A CPC attribution model for hotel marketing

The value of each click on CPC campaigns isn't necessarily the value that you are paying. Some clicks are worth more than others yet that's not how the budget is allocated. I haven't seen any complete attribution model in the hotel marketing space so am advancing my idea here.

The discussions that attribution has become more complicated because users click on multiple touch points aren't entirely correct, users have always been using multiple touch-points. The difference today is that hotels and businesses pay for the clicks on these touch points and thus are getting more cost conscious.

An example is meta-search and AdWords. Plenty of users click on Adwords, then on TripAdvisor, then on another meta-search and finally on a banner before they book. So the actual cost of acquisition is going up. That cost can easily be $10 to even $30 based on the number of clicks and bid for each.

To determine a proper attribution model requires some work. Google Analytics works on last click, others work on first click but very few take the entire path into consideration.

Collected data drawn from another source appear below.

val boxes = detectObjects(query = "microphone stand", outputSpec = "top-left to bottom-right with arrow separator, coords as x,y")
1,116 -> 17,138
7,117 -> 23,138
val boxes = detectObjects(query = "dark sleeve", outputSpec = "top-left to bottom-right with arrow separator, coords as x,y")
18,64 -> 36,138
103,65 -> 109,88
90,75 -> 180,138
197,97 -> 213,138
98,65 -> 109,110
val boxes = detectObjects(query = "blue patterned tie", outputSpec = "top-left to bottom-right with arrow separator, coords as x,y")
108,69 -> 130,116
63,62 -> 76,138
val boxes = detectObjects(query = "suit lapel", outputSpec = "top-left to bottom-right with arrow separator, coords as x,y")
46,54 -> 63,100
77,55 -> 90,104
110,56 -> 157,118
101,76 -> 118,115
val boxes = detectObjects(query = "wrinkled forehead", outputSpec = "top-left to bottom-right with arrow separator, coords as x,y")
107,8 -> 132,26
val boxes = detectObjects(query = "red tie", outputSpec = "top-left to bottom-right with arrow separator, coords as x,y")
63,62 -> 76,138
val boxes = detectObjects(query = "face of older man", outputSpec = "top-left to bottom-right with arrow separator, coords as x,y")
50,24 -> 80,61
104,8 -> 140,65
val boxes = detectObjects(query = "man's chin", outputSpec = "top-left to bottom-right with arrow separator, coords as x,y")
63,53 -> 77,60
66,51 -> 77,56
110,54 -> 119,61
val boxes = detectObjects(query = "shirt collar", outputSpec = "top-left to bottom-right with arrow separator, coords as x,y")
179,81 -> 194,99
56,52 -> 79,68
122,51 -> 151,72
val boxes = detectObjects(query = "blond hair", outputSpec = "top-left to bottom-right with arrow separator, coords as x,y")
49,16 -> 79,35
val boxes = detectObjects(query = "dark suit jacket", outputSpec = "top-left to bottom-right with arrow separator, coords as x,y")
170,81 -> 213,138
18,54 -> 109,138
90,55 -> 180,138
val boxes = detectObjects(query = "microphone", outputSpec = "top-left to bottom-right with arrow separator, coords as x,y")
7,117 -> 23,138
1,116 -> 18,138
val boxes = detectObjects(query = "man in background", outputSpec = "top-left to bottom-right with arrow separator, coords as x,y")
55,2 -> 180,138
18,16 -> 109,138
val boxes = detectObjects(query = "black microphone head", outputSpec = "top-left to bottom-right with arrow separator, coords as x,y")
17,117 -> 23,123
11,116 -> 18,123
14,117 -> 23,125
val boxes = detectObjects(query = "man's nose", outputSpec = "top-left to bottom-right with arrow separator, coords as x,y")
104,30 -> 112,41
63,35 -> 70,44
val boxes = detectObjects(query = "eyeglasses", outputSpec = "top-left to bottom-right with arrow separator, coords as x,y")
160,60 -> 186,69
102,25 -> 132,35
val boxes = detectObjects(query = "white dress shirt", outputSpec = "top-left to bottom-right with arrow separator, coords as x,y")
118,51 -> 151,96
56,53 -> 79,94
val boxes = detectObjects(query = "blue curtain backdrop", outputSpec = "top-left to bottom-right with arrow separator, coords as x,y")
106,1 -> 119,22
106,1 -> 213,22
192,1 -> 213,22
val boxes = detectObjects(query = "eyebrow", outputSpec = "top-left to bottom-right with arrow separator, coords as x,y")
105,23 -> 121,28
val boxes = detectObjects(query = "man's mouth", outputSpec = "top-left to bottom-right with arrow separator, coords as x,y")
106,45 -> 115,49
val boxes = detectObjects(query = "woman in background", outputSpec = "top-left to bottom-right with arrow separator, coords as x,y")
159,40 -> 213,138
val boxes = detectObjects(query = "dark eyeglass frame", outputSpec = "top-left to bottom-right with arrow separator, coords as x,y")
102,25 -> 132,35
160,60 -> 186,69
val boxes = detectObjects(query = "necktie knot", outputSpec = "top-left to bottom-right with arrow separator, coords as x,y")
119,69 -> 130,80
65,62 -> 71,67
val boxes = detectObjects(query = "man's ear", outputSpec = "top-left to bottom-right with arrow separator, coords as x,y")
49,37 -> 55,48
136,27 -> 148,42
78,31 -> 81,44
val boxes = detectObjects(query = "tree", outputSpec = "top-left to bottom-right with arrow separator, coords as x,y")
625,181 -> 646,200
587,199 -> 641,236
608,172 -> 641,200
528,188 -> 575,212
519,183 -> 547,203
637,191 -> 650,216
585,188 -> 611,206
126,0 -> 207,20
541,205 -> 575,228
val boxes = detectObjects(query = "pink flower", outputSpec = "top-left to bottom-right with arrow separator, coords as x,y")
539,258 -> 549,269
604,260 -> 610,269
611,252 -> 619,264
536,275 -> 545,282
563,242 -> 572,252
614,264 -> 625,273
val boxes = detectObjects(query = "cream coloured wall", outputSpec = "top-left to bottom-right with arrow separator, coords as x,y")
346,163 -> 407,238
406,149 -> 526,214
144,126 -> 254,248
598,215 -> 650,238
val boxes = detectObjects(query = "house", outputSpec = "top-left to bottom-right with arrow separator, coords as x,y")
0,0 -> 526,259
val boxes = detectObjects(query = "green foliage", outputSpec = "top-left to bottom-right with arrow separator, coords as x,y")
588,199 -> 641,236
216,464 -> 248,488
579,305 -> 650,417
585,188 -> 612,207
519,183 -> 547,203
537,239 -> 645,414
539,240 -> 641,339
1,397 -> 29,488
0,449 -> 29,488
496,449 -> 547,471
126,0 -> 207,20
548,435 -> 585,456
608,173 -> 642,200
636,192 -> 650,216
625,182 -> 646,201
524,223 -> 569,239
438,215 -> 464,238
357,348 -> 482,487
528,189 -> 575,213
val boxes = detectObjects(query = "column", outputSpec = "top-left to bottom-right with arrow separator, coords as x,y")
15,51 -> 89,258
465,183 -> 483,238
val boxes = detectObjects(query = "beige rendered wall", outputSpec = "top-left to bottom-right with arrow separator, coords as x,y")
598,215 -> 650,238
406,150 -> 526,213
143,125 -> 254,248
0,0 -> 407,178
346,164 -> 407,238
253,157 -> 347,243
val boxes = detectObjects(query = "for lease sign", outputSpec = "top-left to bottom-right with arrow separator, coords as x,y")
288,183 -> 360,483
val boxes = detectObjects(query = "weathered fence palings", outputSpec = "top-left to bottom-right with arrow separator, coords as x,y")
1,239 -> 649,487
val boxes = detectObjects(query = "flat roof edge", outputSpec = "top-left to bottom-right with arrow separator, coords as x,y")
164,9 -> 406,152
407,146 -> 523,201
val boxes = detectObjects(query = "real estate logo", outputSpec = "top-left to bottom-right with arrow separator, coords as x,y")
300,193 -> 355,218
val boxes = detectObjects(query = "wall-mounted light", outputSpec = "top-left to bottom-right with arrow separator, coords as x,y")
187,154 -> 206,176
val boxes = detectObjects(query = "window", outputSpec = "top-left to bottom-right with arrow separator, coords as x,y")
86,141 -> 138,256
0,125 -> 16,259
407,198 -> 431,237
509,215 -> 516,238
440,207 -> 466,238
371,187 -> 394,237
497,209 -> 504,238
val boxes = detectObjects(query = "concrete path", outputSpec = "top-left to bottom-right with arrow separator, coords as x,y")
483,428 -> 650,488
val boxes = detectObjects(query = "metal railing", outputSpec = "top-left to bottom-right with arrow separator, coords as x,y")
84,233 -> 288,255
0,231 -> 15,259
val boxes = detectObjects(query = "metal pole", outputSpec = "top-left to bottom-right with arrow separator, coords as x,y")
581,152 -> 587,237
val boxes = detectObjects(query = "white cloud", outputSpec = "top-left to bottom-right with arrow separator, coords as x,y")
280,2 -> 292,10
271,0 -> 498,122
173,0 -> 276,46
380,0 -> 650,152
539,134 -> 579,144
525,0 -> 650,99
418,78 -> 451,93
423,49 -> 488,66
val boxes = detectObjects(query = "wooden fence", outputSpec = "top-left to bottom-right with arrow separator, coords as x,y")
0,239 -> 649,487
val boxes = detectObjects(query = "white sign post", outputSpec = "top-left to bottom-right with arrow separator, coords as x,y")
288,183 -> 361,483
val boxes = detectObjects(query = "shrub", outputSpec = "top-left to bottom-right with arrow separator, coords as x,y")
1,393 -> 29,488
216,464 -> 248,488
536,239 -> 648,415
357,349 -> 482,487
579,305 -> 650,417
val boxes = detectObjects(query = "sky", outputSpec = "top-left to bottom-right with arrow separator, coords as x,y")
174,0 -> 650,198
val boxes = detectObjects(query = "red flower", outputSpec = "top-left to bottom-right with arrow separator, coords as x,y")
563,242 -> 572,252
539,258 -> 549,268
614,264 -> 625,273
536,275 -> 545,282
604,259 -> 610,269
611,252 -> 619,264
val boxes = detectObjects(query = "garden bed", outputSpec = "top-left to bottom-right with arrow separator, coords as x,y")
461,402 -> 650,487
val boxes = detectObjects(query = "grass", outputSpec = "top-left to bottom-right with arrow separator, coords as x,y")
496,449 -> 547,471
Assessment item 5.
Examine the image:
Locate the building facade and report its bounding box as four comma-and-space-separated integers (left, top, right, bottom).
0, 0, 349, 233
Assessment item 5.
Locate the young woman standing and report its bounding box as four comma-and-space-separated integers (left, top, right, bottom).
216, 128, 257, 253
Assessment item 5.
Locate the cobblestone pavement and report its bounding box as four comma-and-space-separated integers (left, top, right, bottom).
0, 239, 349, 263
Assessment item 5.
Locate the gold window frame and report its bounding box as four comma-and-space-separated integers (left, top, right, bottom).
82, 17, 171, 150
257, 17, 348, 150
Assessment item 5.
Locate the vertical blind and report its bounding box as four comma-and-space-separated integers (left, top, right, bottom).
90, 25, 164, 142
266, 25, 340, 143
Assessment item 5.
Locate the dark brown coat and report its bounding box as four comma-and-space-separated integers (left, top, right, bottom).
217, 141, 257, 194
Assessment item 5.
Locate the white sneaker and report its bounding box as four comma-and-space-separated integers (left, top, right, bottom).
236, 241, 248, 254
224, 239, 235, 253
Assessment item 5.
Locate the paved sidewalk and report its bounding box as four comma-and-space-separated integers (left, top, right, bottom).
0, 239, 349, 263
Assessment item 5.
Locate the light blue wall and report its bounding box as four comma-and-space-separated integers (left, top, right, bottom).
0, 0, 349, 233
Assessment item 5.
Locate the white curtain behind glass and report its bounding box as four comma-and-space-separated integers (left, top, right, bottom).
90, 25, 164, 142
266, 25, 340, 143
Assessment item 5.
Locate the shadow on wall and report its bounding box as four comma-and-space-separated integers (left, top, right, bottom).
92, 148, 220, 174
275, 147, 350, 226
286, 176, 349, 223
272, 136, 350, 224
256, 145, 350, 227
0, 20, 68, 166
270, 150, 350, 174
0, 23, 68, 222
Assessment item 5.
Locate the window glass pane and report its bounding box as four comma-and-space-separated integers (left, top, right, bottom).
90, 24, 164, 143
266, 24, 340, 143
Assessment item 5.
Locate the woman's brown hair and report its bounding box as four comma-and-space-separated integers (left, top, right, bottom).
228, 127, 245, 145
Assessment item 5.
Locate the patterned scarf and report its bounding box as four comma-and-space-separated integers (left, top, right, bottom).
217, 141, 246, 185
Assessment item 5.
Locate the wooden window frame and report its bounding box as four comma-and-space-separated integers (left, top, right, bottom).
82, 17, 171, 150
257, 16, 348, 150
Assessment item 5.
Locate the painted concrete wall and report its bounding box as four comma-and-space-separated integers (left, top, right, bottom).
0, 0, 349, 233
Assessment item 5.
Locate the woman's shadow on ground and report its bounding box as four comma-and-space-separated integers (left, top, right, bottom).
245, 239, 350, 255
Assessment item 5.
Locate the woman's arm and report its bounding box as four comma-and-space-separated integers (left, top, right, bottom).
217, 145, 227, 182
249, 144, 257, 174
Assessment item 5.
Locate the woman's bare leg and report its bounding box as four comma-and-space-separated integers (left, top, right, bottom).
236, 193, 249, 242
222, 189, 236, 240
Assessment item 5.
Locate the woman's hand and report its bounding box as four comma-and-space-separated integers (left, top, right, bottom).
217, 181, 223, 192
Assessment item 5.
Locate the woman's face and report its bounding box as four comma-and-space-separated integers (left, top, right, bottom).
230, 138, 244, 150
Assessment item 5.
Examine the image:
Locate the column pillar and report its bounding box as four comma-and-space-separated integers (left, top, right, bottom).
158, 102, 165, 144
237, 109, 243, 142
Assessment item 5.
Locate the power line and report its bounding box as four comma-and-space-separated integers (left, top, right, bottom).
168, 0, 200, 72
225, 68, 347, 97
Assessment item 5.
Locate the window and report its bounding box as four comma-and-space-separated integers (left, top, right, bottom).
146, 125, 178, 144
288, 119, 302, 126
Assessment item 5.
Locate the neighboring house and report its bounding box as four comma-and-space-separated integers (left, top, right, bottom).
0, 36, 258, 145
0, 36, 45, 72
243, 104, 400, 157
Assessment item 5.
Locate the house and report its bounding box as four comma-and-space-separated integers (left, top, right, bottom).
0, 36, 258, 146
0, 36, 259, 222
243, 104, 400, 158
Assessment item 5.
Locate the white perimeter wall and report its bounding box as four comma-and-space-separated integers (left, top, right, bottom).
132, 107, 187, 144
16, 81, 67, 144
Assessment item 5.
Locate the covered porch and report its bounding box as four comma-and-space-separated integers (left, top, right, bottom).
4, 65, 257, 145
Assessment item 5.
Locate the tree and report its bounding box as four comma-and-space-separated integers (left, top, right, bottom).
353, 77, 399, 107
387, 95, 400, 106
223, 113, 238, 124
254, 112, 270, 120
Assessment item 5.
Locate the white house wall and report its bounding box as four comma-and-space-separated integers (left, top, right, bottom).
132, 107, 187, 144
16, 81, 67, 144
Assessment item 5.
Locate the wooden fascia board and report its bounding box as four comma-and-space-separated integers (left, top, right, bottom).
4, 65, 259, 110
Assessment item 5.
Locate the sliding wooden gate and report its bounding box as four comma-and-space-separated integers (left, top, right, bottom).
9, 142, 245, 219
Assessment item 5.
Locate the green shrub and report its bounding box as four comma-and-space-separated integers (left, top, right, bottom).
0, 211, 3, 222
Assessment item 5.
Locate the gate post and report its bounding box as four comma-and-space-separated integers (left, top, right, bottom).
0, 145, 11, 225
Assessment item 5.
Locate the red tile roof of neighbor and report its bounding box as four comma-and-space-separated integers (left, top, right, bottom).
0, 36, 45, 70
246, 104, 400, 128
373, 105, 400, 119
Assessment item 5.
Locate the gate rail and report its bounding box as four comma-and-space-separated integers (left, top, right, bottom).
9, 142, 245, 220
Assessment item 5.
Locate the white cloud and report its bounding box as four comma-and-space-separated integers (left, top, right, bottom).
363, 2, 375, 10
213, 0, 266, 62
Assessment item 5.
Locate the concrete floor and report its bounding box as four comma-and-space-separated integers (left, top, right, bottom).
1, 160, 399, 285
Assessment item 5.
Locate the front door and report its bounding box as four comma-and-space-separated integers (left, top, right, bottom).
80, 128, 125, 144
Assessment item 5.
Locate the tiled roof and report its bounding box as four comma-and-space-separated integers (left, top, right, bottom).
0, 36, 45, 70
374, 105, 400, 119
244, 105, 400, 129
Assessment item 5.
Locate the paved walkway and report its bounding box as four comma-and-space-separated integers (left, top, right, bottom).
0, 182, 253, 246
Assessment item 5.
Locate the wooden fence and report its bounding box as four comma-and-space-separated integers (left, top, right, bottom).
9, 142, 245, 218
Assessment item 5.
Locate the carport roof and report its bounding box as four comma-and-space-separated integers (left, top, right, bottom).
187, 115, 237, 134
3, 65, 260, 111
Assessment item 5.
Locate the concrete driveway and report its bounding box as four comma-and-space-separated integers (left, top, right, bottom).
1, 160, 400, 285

So the theory I'm advancing is the algorithmic model where we have a U curve and each point has a percentage value of the overall acquisition cost. This would not only help assign the attribution it would also help understand how much one should be bidding or paying for the various touch point CPCs.

In this example the value of the click near the beginning and near the end of the conversion have a higher value.

In this example the value of the click near the beginning and near the end of the conversion have a higher value.

In this theory, the first and last clicks have equal value. They are the two most important points on the path, each point would thus get a value of 30% of the total cost. Then the touch points along the way will share the 40% remaining, the middle point having the least value.

It is arbitrary to say that the middle point has least value but I believe this is true since it neither increased awareness of the product or hotel nor convinced them to book.

In the example above the total cost of acquisition is $10 and by applying the U curve theory we can see that we are over-paying for some of the clicks but could pay more for the others and thus (in theory) increase the conversions. In case my illustration is not clear in blue is the cost paid and in green is the cost that could be paid per the theory.

If there are only three touch points then this theory wouldn't work because we'd have the middle point worth 40% and the others 30% each, so I'll admit it needs some refining. But I'm throwing this out there since I'm no mathematician and I'm sure there are smarter people who could bring a bit more science to it. Then we'll just need to find agencies with great tracking and develop a great way to use it and manage bids across channels.

I admit this isn't going to be popular with some publishers, but it's just a theory.

Disclaimer: The model above and the names of the publishers are not based on any statistics and are only there for the sake of example.